Note: As you gain more practice with spreading butterflies, you will want to use a method which does not puncture the wings with pins. This method is shown in some insect books.

Labeling insects

The most important label is one that tells where, when, and by whom the insect was collected. Every pinned insect should have this label. Remember, a specimen without a date, place, collector label is practically worthless. The “where found” and “common names” labels may also be added if you know this information. Place labels at the desired height on the pin by a pinning block.  See attachment below for insect collection labels.

Glass top display case

Materials needed for a glass top display case, 18 x 24 inches:

1. One piece of Masonite or ¼ in plywood for bottom- 18 x 24 inches.

2. Two side pieces of pine, ¾  x 3 x 24 inches.

3. One end pieces of pine, ¾ x 3 x 16 inches.

4. One end pieces of pine, ¾ x 3 1/8 x 16 inches.

5. One pieces of plastic foam for pinning floor,  16 x 22 inches.

6. One piece of window glass 1/8 inch thick, 17 x 23 inches.

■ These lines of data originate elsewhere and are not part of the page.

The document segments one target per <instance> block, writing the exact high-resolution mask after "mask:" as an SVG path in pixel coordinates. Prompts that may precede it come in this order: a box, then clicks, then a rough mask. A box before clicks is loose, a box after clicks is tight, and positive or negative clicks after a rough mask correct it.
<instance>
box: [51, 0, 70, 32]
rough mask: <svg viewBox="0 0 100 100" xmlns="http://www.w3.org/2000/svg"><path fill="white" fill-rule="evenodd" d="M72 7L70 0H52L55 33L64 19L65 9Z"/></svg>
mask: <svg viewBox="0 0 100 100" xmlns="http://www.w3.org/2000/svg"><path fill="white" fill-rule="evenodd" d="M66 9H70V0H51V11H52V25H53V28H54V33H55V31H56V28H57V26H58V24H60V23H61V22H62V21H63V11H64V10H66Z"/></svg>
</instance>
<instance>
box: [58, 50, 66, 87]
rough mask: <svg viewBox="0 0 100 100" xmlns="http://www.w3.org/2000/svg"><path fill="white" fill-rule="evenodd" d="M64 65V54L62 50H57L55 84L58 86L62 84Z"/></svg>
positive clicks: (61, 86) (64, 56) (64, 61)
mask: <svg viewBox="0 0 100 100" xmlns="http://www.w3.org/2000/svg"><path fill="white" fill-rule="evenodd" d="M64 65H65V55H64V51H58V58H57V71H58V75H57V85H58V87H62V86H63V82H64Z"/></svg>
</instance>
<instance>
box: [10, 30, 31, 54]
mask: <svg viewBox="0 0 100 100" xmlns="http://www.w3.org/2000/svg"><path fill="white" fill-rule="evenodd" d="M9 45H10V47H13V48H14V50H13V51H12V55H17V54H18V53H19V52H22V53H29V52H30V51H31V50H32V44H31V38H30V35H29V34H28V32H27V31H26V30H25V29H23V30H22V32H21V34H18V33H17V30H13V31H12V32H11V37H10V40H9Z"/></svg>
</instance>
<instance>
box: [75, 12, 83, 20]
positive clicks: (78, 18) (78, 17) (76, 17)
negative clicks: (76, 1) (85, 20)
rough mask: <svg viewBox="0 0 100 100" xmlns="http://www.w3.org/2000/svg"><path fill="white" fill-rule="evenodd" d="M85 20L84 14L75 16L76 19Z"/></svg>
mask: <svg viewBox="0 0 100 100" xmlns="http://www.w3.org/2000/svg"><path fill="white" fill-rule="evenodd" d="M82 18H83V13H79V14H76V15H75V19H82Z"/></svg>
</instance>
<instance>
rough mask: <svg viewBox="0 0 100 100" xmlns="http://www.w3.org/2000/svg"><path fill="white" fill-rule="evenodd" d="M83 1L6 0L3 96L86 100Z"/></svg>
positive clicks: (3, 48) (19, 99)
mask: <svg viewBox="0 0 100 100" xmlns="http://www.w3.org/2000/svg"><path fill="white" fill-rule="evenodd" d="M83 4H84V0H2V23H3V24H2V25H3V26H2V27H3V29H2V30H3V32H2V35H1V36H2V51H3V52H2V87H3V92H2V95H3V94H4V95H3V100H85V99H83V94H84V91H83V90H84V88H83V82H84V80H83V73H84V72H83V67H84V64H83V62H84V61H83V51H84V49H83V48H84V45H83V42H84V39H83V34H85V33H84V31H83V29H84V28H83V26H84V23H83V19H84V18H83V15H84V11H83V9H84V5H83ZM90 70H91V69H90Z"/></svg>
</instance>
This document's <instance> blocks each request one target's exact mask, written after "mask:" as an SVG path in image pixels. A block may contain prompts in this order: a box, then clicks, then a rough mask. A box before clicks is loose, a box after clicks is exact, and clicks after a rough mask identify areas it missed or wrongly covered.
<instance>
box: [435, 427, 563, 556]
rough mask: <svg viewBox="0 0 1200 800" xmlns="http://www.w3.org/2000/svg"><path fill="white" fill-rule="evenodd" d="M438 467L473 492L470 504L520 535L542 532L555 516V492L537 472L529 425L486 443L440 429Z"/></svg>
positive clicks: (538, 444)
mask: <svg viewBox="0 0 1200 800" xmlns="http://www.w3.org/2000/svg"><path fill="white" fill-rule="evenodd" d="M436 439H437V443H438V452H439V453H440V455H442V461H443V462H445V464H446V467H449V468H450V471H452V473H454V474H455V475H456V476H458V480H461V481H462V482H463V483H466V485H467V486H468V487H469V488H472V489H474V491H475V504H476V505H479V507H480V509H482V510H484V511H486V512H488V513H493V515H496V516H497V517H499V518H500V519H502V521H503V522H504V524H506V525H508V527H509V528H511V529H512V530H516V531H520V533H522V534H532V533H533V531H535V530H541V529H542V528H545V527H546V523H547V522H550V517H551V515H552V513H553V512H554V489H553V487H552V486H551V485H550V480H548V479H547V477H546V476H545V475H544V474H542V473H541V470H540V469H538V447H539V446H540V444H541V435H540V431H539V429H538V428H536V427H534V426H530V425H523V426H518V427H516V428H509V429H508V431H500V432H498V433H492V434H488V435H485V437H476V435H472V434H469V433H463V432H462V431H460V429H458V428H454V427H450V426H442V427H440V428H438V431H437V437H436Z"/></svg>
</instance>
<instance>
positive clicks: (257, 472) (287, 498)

Note: both sides and one end of your box will be grooved to receive glass top.

Rules for Achievement Day

a. Any member may participate.

b. Submit a mounted collection of insects according to Publication 1611 or 2447.

c. Must have at least 25 specimens in order to qualify, but you can have more

d. Exhibit must be submitted in March or April (prior to Achievement Day).

e. Scoring: 1 point per insect; 3 points per order represented; 25 points for organization and

appearance. 25 points for condition of insects.

1. Each insect shall have a collector’s label showing place collected (town, city, etc.) the date collected and name of the collector. This label shall be centered on the pin ½ inch from the bottom of the case and be readable from the left side of the specimen.

2. Specimens shall also be label with their common names if they have one. This label shall be placed beneath the specimen flat on the bottom of the case with the pin through the center and be readable from the left side of the specimen.

3. Shall be grouped by orders.

4. Specimens shall be positioned so that they are facing forward when the case horizontal.

5. The name, parish, age, and 4-H club of the exhibitor shall be displayed on the outside of the glass in the lower right hand corner of the case.

 Taken from “You and Nature,” a 4-H project book published in 1998 (#2447) by the LSU AgCenter.